Intracellular Regulation of Excitation-Contraction Coupling by Calcium Ions
The ability to modify the intracellular concentrations of divalent calcium ions is vital to normal cell functioning. In the cells of the cardiac muscle, calcium ions play a crucial role in coupling excitation and contraction. It is thus one of the most important second messengers since it regulates calcium-dependent cell signaling and in turn essential cell functions.
Calcium-Induced Calcium Release (CICR) Within Cardiac Myocytes
Excitation-contraction coupling occurs within cardiac muscle cells in response to calcium-induced calcium release, CICR. When L-type calcium channels that are voltage-gated are activated by the depolarization of the myocyte membrane, they allow calcium ions from outside the cell to sweep into the cytoplasm.
This in turn sparks off a more massive calcium ion release from the sarcoplasmic reticulum (SR) calcium ion storage complex, through other channels, the SR-calcium ion release channel. These are called ryanodine receptor 2, or RyR2.
The open probability of RyR2 depends on the occurrence of phosphorylation, which in turn is positively regulated chiefly through calcium ion-calmodulin-dependent kinase type II (CaCKII) and protein kinase A. It is downregulated by protein phosphatases (PP) like PP1 and PP2A.
Both protein kinases and phosphatases act on LTCC complexes as well, controlling their activity levels, and this results in more precise regulation of calcium current density as well as the activation of calcium signaling.

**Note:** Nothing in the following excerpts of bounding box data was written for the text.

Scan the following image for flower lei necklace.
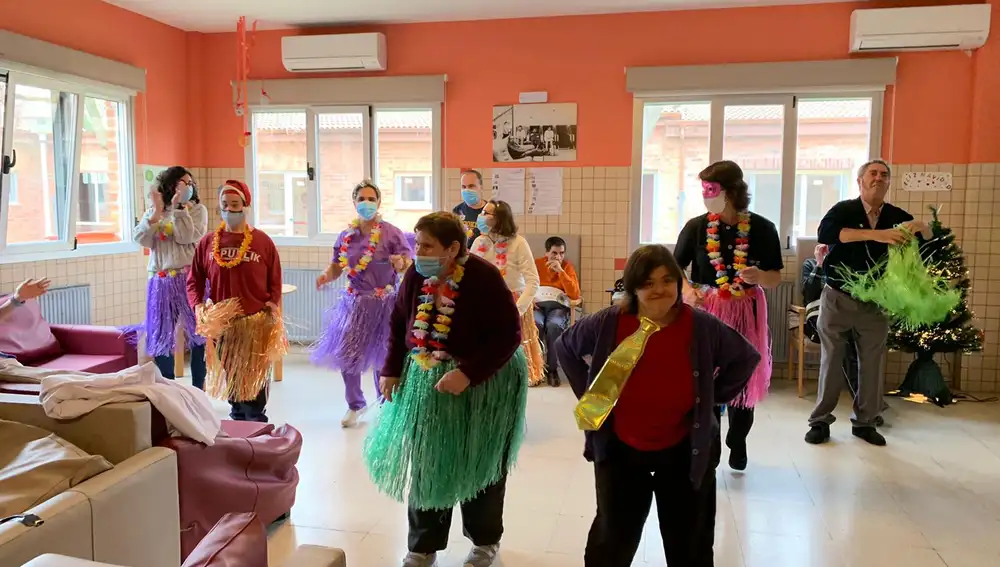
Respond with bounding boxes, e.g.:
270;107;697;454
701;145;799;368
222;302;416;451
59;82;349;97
410;255;469;370
705;211;750;299
476;235;510;277
212;223;253;268
337;217;382;279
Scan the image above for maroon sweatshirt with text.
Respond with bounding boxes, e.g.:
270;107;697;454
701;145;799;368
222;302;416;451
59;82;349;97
187;228;281;315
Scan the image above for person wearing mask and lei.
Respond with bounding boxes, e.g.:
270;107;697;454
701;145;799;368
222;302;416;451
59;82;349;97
363;213;528;567
187;180;288;422
674;161;784;471
129;165;208;390
556;245;760;567
472;201;545;386
311;181;412;427
451;169;486;248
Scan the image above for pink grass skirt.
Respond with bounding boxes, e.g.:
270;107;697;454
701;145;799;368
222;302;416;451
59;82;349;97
702;286;771;408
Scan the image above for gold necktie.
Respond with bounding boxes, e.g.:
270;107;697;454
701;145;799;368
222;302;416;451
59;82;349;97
573;317;660;431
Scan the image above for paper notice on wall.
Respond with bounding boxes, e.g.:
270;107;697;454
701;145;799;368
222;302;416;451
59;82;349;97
493;167;524;215
528;167;563;215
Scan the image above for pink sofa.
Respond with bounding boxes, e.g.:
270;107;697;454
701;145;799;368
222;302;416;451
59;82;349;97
0;297;139;373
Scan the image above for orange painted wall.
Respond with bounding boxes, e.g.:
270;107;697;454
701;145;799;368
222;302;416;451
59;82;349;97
0;0;189;165
195;3;974;167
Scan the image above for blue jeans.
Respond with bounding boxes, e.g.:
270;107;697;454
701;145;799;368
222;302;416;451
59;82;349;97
153;345;207;390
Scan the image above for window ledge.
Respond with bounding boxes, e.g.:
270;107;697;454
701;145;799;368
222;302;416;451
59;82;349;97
0;242;142;264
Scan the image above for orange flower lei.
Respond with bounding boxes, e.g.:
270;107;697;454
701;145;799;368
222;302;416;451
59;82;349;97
212;223;253;268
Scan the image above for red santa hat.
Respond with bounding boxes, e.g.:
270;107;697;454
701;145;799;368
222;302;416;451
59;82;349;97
219;179;250;207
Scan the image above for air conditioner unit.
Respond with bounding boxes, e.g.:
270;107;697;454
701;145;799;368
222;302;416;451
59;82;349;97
851;4;990;53
281;33;386;73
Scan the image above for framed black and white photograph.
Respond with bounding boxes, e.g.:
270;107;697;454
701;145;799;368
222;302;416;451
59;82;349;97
493;102;576;163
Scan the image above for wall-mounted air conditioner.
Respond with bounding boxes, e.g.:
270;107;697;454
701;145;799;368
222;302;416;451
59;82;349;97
851;4;990;53
281;33;386;73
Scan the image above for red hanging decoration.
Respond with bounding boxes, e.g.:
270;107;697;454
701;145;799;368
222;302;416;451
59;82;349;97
235;16;257;148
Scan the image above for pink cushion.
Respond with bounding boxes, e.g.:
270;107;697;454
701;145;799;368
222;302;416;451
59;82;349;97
0;296;62;366
34;354;130;374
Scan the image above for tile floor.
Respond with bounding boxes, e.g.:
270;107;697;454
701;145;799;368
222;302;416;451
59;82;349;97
248;355;1000;567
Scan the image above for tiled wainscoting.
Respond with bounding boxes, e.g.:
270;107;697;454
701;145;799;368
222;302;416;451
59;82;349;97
0;164;1000;392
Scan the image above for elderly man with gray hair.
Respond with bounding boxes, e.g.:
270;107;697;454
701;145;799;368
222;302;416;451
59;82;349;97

CICR causes the concentration of calcium inside the cell to rise rapidly but for a very brief time. This leads to the beginning of contraction by the binding of calcium in the cytosol with calcium-sensitive myofilaments like actin, myosin and troponin.
When calcium ions are released by these myofilaments, and pumped back into the sarcoplasmic reticulum through the SR calcium ATPase (SERCA2a) enzyme, and finally expelled from the myocyte through the sarcolemmal sodium/calcium exchanger (NCX), the muscle relaxes to cause diastole of the heart muscle.
The SERCA2a is controlled by phospholamban, a regulatory inhibitor protein which binds SERCA2a. When phospholamban is phosphorylated by CaMKII and protein kinase a, it is released from SERCA2a, which increases the level of activity of SERCA2a.
ROS and Calcium Signaling
We now know that reactive oxygen species (ROS) like superoxide anion (O2-) or hydrogen peroxide (H2O2) are critical regulators of the process of cardiac signaling via calcium ions. The modifications of components of the cardiac myocytes that contribute to calcium signaling that depend upon ROS are present in almost all these cells.
One instance is the downregulation of the expression of LTCC and NCX in cardiac myocytes in the ventricles. Reagents that oxidize thiols are shown to inhibit SERCA activity. On the other hand, H2O2 increases the release of calcium from the SR when studied in isolated ventricular muscle cells. When RyR channels from the cardiac myocytes are purified and integrated into planar lipid bilayers, the action of H2O2 is to enhance the probability of the channel open state, and this is counteracted by dithiothreitol (DTT) which reduces SH.
Signaling via ROS seems to be one more layer of control of excitation-contraction coupling in heart muscle cells, in addition to the classic mode of regulation already exerted by kinases and phosphatases using phosphorylation.